Eight Fantasms and Magics
- First edition cover
- Author: Jack Vance
- Cover artist: Anthony Sini
- Language: English
- Genre: Science fiction and fantasy short stories
- Publisher: Macmillan
- Publication date: 1969
- Publication place: United States
- Media type: Print (hardback & paperback)
- Pages: 288 pp
- OCLC: 17424

= Eight Fantasms and Magics =

1969 collection of science fiction and fantasy stories by Jack Vance

Eight Fantasms and Magics is a collection of science fiction and fantasy stories by Jack Vance. It was originally published by Macmillan in 1969 and reprinted in paperback by Collier Books in 1970. No further editions have been issued.

==Contents==
- "Foreword"
- "The Miracle-Workers" (Astounding 1958)
- "When the Five Moons Rise" (Cosmos SF&F 1954)
- "Telek" (Astounding 1952)
- "Noise" (Startling Stories 1952)
- "The New Prime" (Worlds Beyond 1951)
- "Cil" (The Eyes of the Overworld 1966)
- "Guyal of Sfere" (The Dying Earth 1950)
- "The Men Return" (Infinity Science Fiction 1957)

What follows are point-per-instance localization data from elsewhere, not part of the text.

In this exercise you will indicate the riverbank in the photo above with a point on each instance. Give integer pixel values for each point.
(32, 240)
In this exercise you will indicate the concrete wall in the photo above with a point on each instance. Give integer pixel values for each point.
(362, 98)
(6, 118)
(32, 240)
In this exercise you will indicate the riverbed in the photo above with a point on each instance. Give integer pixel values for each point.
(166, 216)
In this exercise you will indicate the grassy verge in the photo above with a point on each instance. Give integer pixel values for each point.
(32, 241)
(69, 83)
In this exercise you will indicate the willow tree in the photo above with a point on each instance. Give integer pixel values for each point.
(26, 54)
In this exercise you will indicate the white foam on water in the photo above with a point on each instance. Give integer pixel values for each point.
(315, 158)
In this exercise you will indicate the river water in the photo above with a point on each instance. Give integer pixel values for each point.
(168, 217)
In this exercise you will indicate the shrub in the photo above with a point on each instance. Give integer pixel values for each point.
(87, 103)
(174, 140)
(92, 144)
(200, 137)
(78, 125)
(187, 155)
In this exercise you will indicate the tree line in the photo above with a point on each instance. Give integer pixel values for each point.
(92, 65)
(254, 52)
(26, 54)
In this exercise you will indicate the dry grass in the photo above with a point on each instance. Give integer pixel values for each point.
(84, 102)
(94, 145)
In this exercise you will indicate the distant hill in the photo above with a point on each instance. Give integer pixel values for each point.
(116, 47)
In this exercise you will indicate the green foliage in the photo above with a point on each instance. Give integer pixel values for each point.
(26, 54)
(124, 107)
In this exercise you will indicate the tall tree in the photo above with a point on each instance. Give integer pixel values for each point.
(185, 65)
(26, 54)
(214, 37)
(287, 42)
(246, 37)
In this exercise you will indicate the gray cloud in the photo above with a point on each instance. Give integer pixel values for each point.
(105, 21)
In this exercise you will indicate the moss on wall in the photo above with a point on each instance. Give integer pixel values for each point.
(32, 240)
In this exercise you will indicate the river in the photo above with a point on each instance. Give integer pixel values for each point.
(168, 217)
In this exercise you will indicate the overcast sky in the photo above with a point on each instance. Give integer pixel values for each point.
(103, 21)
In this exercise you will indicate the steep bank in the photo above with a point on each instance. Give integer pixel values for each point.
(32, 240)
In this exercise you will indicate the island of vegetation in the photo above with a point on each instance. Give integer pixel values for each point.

"The New Prime" was originally published as "Brain of the Galaxy".

==Reception==
James Blish praised Vance's "marvelous feeling for the telling of sensual detail, his incantatory tone, his muted humor, his rather arcane vocabulary, his ear for exactly the right proper names, his love for the medieval and for anachronisms in general", and found the stories to be logical fantasies in the best of that tradition, exquisitely formed and offered with the modesty of a master who does not need to distract the reader by showing off." P. Schuyler Miller also reviewed the collection favorably, placing the stories on "the borderline between science fiction and fantasy" and ranking Vance as "a master of the genre."